By: Celeste L. Dixon
Posted: Monday, January 21, 2019

Using the National Inpatient Sample, the largest publicly available, all-payer, U.S. inpatient database, investigators published a study of patients with metastatic lung cancer in the Journal of Oncology Practice. It showed that from 1998 to 2014, despite substantial increases in the utilization of palliative care, higher intensive care unit use during terminal hospitalizations resulted in rising overall costs generated by this population.

Aggressive end-of-life care “is a marker of poor-quality care,” asserted corresponding author Bobby Daly, MD, MBA, of Memorial Sloan Kettering Cancer Center, New York, and colleagues. Not only has it “not demonstrated a survival benefit, [but it] is associated with worse quality of life for patients and poorer bereavement adjustment for family members.”

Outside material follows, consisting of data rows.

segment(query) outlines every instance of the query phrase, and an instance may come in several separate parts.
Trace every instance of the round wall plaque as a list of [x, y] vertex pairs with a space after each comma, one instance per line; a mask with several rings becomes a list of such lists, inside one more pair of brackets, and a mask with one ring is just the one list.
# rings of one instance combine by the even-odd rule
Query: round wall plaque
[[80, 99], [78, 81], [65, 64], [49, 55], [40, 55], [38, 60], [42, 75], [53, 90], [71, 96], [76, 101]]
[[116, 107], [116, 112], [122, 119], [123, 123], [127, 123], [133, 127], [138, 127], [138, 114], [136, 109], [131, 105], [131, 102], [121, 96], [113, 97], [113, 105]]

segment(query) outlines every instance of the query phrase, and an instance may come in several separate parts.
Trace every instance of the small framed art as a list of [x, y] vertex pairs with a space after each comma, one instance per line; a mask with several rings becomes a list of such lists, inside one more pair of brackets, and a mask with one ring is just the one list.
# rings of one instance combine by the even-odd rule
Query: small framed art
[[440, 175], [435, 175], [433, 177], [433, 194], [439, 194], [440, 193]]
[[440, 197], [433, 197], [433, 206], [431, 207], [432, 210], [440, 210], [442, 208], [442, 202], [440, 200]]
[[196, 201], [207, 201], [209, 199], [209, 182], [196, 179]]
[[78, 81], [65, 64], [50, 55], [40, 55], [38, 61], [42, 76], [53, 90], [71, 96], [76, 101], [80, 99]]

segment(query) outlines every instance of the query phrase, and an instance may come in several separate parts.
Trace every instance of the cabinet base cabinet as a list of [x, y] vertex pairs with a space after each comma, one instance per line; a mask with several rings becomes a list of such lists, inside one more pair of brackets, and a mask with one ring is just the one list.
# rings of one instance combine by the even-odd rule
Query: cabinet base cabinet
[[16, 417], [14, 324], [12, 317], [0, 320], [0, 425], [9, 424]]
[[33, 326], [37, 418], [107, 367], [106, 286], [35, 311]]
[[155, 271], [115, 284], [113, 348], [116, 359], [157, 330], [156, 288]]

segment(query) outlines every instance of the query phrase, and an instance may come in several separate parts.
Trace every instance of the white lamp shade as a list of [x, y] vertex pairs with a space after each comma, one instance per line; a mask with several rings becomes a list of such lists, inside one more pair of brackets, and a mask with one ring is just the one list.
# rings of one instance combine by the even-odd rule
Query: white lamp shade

A total of 412,946 patients were identified as having stage IV lung cancer and a terminal hospitalization. Over the 16 evaluated years, the proportion of patients admitted to the intensive care unit during their final hospitalization rose from 13.3% to 27.9% (P < .001).

“The mean total hospitalization charges rose from $29,386 in 1998 to $72,469 in 2014,” noted Dr. Daly and colleagues, although the mean length of hospital stay decreased by 15%. “Promisingly, palliative care encounters for terminal hospitalizations also increased during this period from 8.7% to 53.0% (P < .01)…. However, this did not offset the [intensive-care unit] trend.”

Evidence indicates that many oncology intensive care unit admissions are “potentially avoidable,” pointed out the researchers. To reduce costs and increase satisfaction of patients at the end of life and their caregivers, the team suggested that providers continue to increase the use of “innovative interventions, like patient-reported outcomes, hospital-in-the-home interventions, oncology medical homes, and lay navigators.”

Disclosure: The study authors’ disclosures can be found at ascopubs.org.